PDA

View Full Version : Text file duplicate line remover


John-
10-31-2003, 10:16 PM
well i need this program and i cant program for ****.
i wasnt gonna post and ask for you guys to try and make it but you are all saying about how this place is dying and ****, and nobody cares about the place so i figured i would post a topic which everybody seems to enjoy on here programming :)

anyway back to the point.

i need this program and its not like i havent looked for it, i have infact i even found it many versions of it come to think about it.

i have tried and tested all of them,
and in some way or another they do not work correctly.
either they are completely unaccurate (is that a word? should it be inaccurate? is that a word anyway?)
some programs will say a completely different amount of dupes to other programs.
or the program doesnt save the full text file after removing all the duplicates i encountered this with 3 different programs i think.
it just crashs and does nothing.

those are the most common erors that occured.
the errors occur especially with bigger text files for example anything 2MB+ now when the wordlist is loading usually it will take a while it can even take like 45 seconds (i dont mind that)

i have been told by a few people this is an easy program to make but because of all the different programs i have tried and none of them work absolutely 100% i put this in the intermmediate section.

i even emailed a programmer asking if he was able to make this kind of program.
the guy i emailed is a very well experienced programmer who has made many programs using text files in the past.

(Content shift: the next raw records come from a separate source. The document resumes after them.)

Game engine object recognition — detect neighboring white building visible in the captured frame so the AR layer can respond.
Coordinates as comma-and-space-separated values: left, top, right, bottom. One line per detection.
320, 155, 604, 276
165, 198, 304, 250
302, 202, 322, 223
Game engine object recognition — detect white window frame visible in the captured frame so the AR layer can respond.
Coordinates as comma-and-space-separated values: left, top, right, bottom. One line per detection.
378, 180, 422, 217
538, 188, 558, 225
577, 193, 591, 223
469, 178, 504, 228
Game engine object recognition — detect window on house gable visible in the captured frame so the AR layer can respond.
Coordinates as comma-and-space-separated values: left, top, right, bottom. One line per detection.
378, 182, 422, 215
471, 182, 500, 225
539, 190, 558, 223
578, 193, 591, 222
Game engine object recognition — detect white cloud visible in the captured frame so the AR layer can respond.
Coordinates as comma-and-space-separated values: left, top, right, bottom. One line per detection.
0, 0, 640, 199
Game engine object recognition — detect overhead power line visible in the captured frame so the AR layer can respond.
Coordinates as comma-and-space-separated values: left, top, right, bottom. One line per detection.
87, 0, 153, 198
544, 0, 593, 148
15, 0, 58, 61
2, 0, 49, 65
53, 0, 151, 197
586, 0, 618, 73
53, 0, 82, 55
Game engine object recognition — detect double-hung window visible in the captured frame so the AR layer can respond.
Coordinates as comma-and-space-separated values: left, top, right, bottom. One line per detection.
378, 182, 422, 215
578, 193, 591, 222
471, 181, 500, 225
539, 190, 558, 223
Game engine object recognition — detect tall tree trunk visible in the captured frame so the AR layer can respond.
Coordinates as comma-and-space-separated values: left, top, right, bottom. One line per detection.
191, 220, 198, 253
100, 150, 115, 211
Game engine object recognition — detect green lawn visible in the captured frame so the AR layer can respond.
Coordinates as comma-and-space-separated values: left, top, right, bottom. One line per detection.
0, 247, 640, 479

this is what i wrote to the programmer.

i was wondering if anytime in the near future you had any
plans to create a text file duplicate line remover program. there
are many programs which claim to do this that i have tried, but
they are either not accurate with removing duplicates, save the
file with lots of the list missing or the program seems to crash.
especially with large text files.

this is what he replied

I did something in the past in that way, but gave it up when things
kept going wrong. Although everything seemed easy at the start, more
and more barriers came up that were difficult to overcome/handle -at
least- in a reliable way. (Not all work was wasted, because I could
use parts of it to create TABS2spaces :-)

--
Best regards,
David.


i figured if an experienced programmer like him couldnt do it not many people could.
unless he isnt as experienced as i thought.

but there are lots of great programmers here so i thought give it a shot and ask.

anyway some of you might give a cra.p but i figured some of you might.
some of you might even want to do it as a small team project just an idea anyway.

aUsTiN
10-31-2003, 11:43 PM
Well, You Cant Try Catcher. Its A Simple Dup Remover I Made. As Far As Holding That Much Info In A Listbox, heh Good Luck!

+ txt Files Wont Hold That Much & Become .doc's

Then You Encounter Opening Them, Causes Lag, & If For Instance On My Computer, If The .doc Or .sql Is Over 9 Megs, Wordpad Nor Notepad Will Open It. So I Have To Turn To Dreamweaver Which Is By Far A RAM Hog.

Anyways Point being, Dup Removers Are Not The Hard Part, Storing That Much Data In A Listbox, Is.

baloney_mahoney
11-01-2003, 12:59 AM
Originally posted by aUsTiN
.........Anyways Point being, Dup Removers Are Not The Hard Part, Storing That Much Data In A Listbox, Is.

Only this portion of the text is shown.